The changes included with this feature make updates to the Cumulus database schema, granule read/write/reporting components and workflow task components.

The intent is to modify the Cumulus database and framework to handle tracking both a unique identifier granuleId and provide a granule object field producerGranuleId that tracks an identifier from the data producer/provider that may not be unique.

In concert with those updates, Cumulus task components that generate granule objects have been updated to optionally be configured to 'uniquify' granule objects by generating a unique granuleId and storing the original granuleId value in the producerGranuleId field.

Adding 'uniquification' to Ingest Workflows

The process of updating or creating an ingest workflow that makes use of this feature should follow the following high-level guidelines:

  • If providers/pre-ingest processing provides producerGranuleId as part of the granule object and pre-uniquifies the graunleId, Core task components will 'do the right thing' out of the box.

  • Ingest workflows that have incoming granules that have only granuleId populated will need to make use of the updated Cumulus workflow task components or make updates to other in-use functions to make the granuleId unique as appropriate. For details on this, please see the following:

  • Workflows that start with a Cumulus message (not a CNM message or other format) with a payload containing granules but intend to change the ID as part of the workflow will need to reconfigure Cumulus to not report the initial granules prior to workflow steps that update the granule to have a unique Id and optionally update the workflow to report them as running following that uniquification using SfSqsReportTask. See Record Write Options feature doc for more information.

Important: User task components, particularly any that re-implement core reference tasks, must be evaluated carefully to ensure consistent behavior in instances where the granuleId has been modified.
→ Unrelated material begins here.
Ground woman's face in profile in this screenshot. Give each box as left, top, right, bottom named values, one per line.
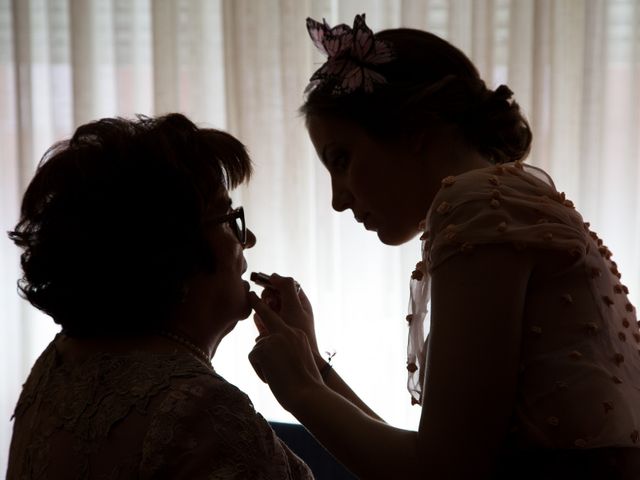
left=307, top=116, right=439, bottom=245
left=204, top=191, right=256, bottom=321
The following diagram shows expected flow and potential modification considerations for a typical ingest flow, with orange being components that may need modification/update to make use of this feature, and green representing updated Core task components:


Workflow Impacts


Uniquification Methodology

Optimally, adding a uniqueGranuleId and populating a relevant producerGranuleId in incoming granules should be done prior to ingest into Cumulus. Cumulus maintained workflow tasks have been updated to handle incoming messages with producerGranuleId and granuleId appropriately.

If that's not possible due to filename based discovery ingest, or provider process restrictions, the updated task components allow an in-workflow approach to making granuleIds unique.

When a workflow is configured to utilize any of the modified tasks that generate a unique ID, Cumulus workflow tasks use a hashing algorithm to generate a unique suffix that is appended to the original granuleId. This process is handled by the add-unique-granule-id task, is integrated into some tasks (e.g. parse_pdr), or relevant user tasks can be updated as well.

The recommended algorithm generates an MD5 hash of the granule's collectionId (and optionally a timestamp) and appends a truncated version of this hash to the producerGranuleId to create the new unique granuleId.

The process Cumulus Core uses to generate a unique granuleId can be found in the generateUniqueGranuleId function.

For more details on the algorithm and for implementations in other languages, see the Hashing approach document

There is no requirement to utilize Core's algorithm, as the workflow framework imposes no constraints outside of ensuring producerGranuleId is populated by a default, however if customization is desired, care should be taken to ensure that unique identification schemes are chosen such that unexpected collisions between granules do not occur system-wide.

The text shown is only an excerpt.